Parallelize everything

If your task is parallelizable, do so. Launching many small jobs is better than launching a big one, because they can run in parallel, and because the scheduler will favour shorter jobs.

Array jobs

In some cases, it is interesting to launch a bunch similar jobs. For example, you might want to generate lots of images to compute the FID score of a diffusion model.

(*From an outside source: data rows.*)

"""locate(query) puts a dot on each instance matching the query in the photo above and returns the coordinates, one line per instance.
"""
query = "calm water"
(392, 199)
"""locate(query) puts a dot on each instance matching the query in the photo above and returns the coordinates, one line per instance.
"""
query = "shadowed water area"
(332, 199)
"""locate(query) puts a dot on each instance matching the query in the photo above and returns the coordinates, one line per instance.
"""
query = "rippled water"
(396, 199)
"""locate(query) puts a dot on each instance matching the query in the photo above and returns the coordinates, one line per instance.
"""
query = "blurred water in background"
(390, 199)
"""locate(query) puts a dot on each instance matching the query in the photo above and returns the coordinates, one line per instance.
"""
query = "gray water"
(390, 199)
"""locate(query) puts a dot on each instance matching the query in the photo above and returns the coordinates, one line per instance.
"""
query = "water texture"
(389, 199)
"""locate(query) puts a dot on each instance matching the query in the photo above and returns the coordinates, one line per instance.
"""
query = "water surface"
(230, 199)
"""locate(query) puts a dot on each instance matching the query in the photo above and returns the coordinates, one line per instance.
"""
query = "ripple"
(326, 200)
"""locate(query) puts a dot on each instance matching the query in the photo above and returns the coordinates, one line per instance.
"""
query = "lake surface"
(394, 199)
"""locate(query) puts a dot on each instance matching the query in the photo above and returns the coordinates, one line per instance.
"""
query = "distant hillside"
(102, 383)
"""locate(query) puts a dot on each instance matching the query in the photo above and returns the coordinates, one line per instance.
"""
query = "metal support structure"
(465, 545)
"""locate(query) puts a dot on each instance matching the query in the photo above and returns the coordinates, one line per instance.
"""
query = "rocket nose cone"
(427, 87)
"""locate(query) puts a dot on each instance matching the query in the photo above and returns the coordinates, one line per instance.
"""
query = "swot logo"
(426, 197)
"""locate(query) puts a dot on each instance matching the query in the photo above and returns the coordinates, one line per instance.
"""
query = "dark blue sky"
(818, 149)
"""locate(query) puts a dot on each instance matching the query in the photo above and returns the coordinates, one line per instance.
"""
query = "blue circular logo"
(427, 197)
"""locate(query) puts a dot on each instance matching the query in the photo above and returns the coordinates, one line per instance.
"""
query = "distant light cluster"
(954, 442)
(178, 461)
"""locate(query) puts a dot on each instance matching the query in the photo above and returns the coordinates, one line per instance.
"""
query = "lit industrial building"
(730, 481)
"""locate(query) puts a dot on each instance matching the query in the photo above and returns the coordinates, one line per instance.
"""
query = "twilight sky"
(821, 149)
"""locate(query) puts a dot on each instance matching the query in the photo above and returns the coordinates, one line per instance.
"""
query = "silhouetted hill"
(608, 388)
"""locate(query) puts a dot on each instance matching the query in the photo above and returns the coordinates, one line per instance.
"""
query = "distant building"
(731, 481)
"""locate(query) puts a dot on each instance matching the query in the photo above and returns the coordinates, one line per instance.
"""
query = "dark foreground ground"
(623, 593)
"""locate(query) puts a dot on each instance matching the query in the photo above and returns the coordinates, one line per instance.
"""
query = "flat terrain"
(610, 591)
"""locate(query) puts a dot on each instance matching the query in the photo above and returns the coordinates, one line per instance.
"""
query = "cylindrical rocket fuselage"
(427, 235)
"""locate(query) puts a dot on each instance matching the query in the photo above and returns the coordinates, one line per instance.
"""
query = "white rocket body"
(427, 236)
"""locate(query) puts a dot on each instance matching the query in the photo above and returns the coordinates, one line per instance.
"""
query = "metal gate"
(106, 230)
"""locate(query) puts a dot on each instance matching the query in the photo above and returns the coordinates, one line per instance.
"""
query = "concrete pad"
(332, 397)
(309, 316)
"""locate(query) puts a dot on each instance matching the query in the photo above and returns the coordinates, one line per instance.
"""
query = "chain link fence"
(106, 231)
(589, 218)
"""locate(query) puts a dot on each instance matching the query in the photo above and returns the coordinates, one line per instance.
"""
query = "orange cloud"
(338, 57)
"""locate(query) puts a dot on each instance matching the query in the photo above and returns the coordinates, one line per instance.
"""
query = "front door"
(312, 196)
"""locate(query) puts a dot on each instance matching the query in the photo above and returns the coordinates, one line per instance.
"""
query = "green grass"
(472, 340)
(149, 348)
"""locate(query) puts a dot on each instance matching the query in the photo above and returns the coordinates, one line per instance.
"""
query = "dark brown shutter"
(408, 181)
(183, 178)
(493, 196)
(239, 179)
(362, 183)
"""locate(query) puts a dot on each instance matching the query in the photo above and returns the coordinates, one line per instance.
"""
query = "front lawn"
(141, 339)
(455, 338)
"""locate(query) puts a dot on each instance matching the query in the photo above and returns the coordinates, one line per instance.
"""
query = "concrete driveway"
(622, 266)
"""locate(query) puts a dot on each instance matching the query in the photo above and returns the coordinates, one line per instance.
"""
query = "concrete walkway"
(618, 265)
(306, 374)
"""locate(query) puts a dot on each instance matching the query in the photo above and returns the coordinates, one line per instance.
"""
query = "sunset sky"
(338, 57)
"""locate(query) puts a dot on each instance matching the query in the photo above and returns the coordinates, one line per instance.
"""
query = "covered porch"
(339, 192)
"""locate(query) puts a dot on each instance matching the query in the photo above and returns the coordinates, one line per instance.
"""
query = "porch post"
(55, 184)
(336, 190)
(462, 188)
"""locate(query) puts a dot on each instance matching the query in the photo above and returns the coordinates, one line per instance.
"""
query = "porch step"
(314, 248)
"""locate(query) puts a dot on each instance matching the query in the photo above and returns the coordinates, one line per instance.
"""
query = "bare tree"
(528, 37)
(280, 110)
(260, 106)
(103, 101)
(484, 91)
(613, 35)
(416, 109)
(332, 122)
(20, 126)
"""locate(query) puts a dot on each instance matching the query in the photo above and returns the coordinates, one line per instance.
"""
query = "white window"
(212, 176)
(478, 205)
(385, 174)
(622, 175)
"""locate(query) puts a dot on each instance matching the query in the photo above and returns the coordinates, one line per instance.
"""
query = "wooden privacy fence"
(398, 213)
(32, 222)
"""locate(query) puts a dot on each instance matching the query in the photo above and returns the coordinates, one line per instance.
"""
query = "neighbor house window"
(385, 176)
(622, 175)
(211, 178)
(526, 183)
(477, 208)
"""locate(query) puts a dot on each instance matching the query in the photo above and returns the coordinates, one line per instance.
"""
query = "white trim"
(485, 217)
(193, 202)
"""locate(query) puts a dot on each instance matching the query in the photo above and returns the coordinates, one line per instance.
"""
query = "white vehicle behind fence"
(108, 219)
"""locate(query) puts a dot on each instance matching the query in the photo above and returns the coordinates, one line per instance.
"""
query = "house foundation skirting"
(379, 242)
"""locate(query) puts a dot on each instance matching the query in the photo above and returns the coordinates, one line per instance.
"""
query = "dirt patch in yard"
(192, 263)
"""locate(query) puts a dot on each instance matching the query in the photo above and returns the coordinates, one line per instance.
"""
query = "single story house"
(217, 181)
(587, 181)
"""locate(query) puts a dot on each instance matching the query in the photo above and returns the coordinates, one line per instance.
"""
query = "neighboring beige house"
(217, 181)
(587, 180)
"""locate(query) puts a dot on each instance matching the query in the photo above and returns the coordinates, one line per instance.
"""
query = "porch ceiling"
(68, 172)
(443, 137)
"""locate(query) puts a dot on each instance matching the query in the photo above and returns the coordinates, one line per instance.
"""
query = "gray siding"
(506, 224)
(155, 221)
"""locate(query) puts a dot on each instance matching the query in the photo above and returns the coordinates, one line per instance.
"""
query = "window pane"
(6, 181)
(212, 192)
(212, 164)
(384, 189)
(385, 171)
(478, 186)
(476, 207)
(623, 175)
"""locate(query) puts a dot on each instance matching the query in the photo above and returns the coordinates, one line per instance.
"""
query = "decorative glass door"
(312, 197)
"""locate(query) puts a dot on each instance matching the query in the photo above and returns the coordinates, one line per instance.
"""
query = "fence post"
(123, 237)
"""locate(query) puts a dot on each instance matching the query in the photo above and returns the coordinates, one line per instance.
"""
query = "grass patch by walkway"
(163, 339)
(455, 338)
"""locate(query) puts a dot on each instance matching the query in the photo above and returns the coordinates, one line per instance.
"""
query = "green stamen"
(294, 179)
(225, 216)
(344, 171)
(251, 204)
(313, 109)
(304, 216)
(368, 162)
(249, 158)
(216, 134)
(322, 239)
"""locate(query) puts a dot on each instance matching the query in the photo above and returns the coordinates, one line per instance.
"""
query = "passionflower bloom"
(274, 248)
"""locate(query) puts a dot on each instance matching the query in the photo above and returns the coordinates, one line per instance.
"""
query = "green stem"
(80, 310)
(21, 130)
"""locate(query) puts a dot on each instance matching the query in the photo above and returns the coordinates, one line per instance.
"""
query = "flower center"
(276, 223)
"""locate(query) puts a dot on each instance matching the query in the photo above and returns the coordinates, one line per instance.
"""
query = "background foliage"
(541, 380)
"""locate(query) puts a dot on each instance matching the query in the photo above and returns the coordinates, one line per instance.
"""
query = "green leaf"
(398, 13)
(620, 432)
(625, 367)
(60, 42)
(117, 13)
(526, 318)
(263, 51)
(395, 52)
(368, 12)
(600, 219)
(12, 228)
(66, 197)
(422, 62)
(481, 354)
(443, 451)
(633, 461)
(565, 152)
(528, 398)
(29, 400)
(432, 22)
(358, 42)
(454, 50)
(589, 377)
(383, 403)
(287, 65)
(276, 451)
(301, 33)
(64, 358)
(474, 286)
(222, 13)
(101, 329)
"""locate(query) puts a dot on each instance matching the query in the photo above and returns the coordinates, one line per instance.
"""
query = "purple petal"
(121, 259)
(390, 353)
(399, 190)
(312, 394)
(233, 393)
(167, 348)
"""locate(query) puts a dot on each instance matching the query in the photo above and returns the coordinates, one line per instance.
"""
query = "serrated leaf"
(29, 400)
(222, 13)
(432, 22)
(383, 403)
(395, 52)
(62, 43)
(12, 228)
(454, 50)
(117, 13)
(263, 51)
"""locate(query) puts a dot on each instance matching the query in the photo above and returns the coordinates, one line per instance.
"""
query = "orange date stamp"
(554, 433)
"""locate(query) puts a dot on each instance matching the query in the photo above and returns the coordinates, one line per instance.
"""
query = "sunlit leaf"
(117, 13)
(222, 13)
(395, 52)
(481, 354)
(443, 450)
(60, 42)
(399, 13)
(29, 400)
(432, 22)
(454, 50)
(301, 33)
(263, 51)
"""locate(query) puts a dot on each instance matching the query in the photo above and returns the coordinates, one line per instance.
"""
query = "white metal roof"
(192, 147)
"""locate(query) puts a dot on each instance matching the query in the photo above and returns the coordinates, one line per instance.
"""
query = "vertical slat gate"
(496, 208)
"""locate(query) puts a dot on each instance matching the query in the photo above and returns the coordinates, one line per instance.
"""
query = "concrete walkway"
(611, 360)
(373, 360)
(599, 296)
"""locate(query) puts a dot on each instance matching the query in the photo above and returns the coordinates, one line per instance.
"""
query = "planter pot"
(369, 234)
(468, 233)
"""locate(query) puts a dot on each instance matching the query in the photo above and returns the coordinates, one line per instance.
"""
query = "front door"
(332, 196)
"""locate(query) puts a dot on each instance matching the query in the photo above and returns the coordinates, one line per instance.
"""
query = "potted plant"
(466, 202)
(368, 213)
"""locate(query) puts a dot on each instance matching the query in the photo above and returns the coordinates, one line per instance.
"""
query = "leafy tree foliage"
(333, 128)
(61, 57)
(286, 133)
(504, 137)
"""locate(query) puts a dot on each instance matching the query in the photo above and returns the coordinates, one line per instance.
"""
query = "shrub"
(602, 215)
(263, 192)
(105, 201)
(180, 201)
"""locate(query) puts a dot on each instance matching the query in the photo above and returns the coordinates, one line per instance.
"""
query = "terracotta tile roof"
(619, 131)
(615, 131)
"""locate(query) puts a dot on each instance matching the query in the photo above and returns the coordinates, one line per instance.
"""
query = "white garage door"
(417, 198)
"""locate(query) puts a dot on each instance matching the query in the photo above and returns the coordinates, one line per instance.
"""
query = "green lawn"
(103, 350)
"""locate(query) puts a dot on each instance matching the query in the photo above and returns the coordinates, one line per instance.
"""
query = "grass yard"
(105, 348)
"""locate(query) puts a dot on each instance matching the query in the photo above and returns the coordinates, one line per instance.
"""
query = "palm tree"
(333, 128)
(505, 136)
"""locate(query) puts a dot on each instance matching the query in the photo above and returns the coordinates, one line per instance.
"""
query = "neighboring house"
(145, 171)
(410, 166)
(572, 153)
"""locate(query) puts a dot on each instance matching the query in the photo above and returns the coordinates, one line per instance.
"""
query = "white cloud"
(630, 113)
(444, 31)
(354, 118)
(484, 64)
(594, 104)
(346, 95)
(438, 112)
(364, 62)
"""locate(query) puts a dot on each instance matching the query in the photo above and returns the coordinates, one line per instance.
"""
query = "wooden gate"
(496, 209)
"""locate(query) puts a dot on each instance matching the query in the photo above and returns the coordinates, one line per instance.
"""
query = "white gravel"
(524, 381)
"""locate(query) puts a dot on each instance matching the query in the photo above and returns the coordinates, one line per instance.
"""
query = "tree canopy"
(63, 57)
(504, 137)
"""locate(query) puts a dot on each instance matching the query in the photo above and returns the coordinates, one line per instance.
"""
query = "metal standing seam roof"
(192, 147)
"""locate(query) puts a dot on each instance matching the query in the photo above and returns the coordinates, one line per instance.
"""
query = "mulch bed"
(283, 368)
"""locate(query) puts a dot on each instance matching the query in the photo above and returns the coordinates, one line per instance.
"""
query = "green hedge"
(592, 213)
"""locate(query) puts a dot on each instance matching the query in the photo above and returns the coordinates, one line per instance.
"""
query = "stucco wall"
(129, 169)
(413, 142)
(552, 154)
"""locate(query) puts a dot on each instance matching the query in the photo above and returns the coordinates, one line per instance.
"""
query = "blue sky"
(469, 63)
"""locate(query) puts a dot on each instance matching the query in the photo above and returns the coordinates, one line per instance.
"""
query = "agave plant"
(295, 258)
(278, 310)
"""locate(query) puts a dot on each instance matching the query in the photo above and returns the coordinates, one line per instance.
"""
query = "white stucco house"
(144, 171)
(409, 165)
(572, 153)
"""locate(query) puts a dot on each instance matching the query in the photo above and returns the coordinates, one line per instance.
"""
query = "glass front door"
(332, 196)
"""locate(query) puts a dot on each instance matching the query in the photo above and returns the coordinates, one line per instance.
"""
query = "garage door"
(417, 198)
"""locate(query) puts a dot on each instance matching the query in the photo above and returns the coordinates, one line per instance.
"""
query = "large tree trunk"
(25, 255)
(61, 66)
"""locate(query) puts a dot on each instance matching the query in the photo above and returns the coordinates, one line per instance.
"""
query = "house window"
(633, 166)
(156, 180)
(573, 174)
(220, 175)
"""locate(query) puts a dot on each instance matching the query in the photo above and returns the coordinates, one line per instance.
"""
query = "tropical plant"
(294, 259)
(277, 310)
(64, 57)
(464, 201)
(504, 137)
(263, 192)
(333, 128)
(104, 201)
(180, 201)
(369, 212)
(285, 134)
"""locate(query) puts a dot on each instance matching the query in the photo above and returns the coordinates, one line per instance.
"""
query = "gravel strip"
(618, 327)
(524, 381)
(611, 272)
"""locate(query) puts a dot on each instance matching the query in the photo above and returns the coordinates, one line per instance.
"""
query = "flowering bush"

#SBATCH --output=logs/%A_%a/stdout.txt
#SBATCH --error=logs/%A_%a/stderr.txt
#SBATCH --array=1-10

cp $0 logs/${SLURM_ARRAY_JOB_ID}_${SLURM_ARRAY_TASK_ID}/script.sh

source venv/bin/activate
python inference.py \
    --seed ${SLURM_ARRAY_TASK_ID} \
    --output ./samples-${SLURM_ARRAY_TASK_ID}

Notice that in the SBATCH directives, %A and $a correspond to SLURM_ARRAY_JOB_ID and SLURM_ARRAY_TASK_ID in the bash script. Notice also that we are using SLURM_ARRAY_JOB_ID (that is the same for all launched jobs), not SLURM_JOB_ID.

Dependencies

Some jobs need to wait until another is done to start. In those cases, you can do something like this:

#SBATCH --dependency=afterok:123456

Get notified

It can be useful to get an email if your job fails (you might get an OOM exception for example). Instead of ALL, you can use BEGIN, END, FAIL,TIME_LIMIT, TIME_LIMIT_80 (reached 80 percent of the time limit)…

#SBATCH --mail-type=ALL
#SBATCH --mail-user=user1@mail.com,user2@mail.com

Resource monitoring

You can check how many credits you have left with accinfo, how many credits have been used by other users in your account with accuse and the status of the nodes with sinfo --summarize.